Minor kids can benefit from parents’ estate planning
It’s likely the one single thing that leads most parents to plan for the future is their children. No one likes to think about death. However, if you have minor children, it is crucial to do some estate planning for those unforeseen events that occasionally happen. Primarily, who will care for the children when you are no longer here? Yes, it’s usually the other parent, in most cases, but what happens when there is no other parent?

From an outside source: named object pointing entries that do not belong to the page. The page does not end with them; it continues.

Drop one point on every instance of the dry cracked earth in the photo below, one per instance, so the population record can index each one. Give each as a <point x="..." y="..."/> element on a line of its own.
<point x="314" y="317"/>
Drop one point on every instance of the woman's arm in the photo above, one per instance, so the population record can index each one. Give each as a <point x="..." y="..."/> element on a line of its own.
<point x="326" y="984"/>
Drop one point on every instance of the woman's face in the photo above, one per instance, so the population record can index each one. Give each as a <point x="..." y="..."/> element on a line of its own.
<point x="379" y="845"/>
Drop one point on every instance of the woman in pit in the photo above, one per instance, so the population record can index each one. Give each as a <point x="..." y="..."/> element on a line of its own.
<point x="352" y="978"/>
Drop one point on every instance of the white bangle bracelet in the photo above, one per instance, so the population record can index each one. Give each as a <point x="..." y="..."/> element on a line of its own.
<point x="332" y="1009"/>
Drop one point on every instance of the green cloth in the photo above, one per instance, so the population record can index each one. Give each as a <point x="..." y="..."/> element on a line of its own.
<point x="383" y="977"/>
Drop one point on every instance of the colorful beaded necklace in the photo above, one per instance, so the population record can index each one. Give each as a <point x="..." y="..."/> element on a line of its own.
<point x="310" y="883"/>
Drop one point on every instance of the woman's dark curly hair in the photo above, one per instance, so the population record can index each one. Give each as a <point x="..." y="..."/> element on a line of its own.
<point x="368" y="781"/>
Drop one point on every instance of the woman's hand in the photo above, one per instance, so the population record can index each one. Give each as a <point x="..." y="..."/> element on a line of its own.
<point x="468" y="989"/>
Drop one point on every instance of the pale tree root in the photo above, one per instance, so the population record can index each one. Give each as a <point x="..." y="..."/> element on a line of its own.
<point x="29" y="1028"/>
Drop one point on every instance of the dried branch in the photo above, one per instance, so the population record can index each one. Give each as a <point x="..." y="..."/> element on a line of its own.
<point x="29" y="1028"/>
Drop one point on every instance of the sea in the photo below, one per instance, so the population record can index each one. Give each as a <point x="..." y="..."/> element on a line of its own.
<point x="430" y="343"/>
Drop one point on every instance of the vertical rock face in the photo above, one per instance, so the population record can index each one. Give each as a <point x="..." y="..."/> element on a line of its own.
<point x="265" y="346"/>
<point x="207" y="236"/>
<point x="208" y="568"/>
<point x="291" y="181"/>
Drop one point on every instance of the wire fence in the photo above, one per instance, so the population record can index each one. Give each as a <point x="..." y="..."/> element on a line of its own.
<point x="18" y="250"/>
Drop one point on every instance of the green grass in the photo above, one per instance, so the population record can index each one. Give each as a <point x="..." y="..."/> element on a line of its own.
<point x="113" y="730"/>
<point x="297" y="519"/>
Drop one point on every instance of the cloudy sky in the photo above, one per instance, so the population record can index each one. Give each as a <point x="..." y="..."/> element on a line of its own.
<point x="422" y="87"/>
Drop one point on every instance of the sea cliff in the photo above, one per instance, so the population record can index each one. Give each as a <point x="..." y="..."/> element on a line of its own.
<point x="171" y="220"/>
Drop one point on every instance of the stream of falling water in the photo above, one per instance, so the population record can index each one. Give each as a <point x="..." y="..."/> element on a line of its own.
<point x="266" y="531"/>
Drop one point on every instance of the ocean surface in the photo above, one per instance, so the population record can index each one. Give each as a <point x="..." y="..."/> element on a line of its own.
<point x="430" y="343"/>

Who will make the decisions?
Having a will spells out many things, one of which indicates who will care for the children when the parents can’t. In legal terms, parents must indicate who will have the decision-making responsibility for their kids (a term which used to called custody). Parents can name one or more people for this very important task – an individual or individuals who will listen to the parents when they express their desires about how they would like their children brought up and how they would like assets left to them to be used in their best interests. Having a will lets parents name someone they trust to care for their kids for up to 90 days after they die. After those days have passed and the individual wants to continue to care for the children, they must go to court to ask for decision-making responsibility.
Setting up a trust
An estate plan could include a trust set up for minor children. A trust spells out particulars like how and when minor children should inherit assets. A chosen trustee manages the trust as per the grantor’s wishes. For instance, parents could opt to give their children an inheritance gradually over time or in one lump sum.
A lawyer may be able to help further clarify how estate planning can benefit parents with young children. They could also explain the choices parents have when making decisions about their children’s futures – for example, speaking to the special circumstances of an adult child with a disability. Receiving legal advice from an experienced source during the estate planning process could go a long way toward ensuring a comprehensive estate plan.